CO2 hydrogenation to CH4 over hydrothermal prepared ceria-nickel catalysts: Performance and mechanism study

• Ce-Ni catalyst prepared with modified hydrothermal method by adjusting the proportion of solvents. • The adsorbed CO is a side product. • Formate and methoxy species are important intermediates. • The oxygen vacancies, nickel dispersion are critical to the improvement of catalytic performance. A series of nickel-ceria catalysts were prepared with the hydrothermal method and the composition of solvents was adjusted.

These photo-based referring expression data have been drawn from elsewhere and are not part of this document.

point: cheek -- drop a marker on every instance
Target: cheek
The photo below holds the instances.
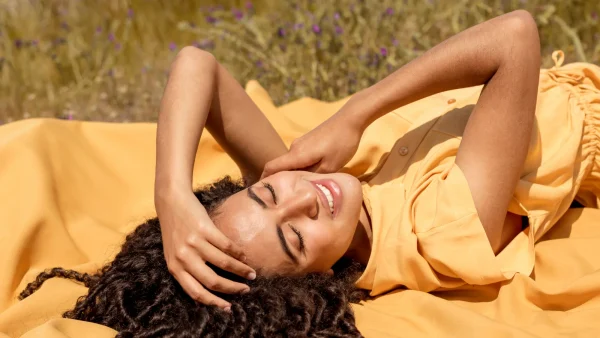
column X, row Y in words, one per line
column 325, row 244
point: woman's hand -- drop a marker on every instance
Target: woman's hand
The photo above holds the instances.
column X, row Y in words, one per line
column 190, row 240
column 325, row 149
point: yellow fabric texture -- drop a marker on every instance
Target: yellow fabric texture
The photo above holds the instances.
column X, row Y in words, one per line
column 72, row 190
column 426, row 231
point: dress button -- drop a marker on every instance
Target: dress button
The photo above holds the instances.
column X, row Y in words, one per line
column 403, row 151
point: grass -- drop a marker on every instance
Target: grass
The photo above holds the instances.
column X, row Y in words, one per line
column 108, row 60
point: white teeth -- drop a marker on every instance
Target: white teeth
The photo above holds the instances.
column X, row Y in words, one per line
column 328, row 195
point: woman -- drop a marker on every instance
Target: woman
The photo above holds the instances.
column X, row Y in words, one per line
column 460, row 198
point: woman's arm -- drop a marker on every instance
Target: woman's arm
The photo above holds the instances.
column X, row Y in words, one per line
column 201, row 93
column 502, row 53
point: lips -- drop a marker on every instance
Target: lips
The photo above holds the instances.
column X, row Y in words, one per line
column 336, row 193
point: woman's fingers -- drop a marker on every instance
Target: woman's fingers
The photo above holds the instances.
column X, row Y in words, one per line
column 209, row 279
column 290, row 161
column 195, row 290
column 216, row 257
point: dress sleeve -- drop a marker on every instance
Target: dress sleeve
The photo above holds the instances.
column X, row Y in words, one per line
column 449, row 233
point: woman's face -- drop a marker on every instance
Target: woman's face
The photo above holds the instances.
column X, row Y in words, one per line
column 293, row 222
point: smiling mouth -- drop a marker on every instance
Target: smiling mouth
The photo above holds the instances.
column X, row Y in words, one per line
column 328, row 196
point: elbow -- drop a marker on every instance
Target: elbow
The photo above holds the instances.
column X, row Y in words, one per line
column 522, row 37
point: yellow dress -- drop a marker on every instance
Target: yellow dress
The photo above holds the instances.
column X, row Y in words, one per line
column 426, row 231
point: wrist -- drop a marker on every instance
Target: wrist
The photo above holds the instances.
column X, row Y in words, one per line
column 167, row 191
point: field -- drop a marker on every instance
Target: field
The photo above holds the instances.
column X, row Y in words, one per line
column 108, row 60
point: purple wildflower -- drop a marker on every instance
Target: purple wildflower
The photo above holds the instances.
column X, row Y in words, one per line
column 238, row 14
column 206, row 44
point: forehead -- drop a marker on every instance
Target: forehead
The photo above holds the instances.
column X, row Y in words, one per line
column 253, row 228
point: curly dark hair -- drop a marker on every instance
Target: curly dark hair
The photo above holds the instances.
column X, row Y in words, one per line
column 137, row 296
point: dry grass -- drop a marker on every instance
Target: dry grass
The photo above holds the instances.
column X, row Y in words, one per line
column 108, row 60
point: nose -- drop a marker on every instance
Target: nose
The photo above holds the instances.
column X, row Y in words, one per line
column 302, row 202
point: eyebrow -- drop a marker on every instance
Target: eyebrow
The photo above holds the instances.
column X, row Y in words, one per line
column 280, row 235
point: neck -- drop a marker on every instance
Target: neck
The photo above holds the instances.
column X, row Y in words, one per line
column 360, row 248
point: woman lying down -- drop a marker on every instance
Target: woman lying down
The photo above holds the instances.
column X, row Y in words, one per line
column 285, row 251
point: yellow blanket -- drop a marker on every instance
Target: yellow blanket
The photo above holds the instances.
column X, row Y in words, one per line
column 70, row 191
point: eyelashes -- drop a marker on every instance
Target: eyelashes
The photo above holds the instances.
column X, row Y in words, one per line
column 300, row 238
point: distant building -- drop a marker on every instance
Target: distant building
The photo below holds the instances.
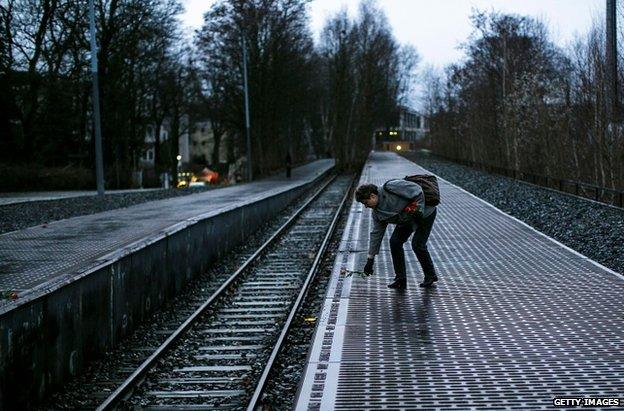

The performance of the catalysts on CO 2 methanation varied greatly with the volume ratio of ethylene glycol/water in the hydrothermal process. Among them, the catalyst denoted as CN-70-70EG exhibited the highest catalytic activity with a CO 2 conversion of 67.8 % at 375 °C. Catalysts were characterized by XRD, BET, H 2 -TPR, CO 2 -TPD, XPS, Raman, UV–vis DRS, SEM mapping and in-situ DRIFTS. It was revealed that the catalytic performance was dependent on the nickel dispersion, the number of surface oxygen vacancies and the ability of the catalysts to be activated at low temperatures. In-situ DRIFTS experiments showed that CO 2 was initially adsorbed in the forms of carboxylate, carbonate and bicarbonate on the ceria sites. These adsorbed species reacted with the dissociated H to produce the main intermediate of formate species. The adsorbed CO was only a side product, rather than intermediate species. Furthermore, DRIFTS experiments on hydrogenation of methanol and formic acid demonstrated that these two species could be converted into methane with the presence of the catalysts. In both situations, methoxy species bonded to surface Lewis acid sites were found to be intermediates in this reaction.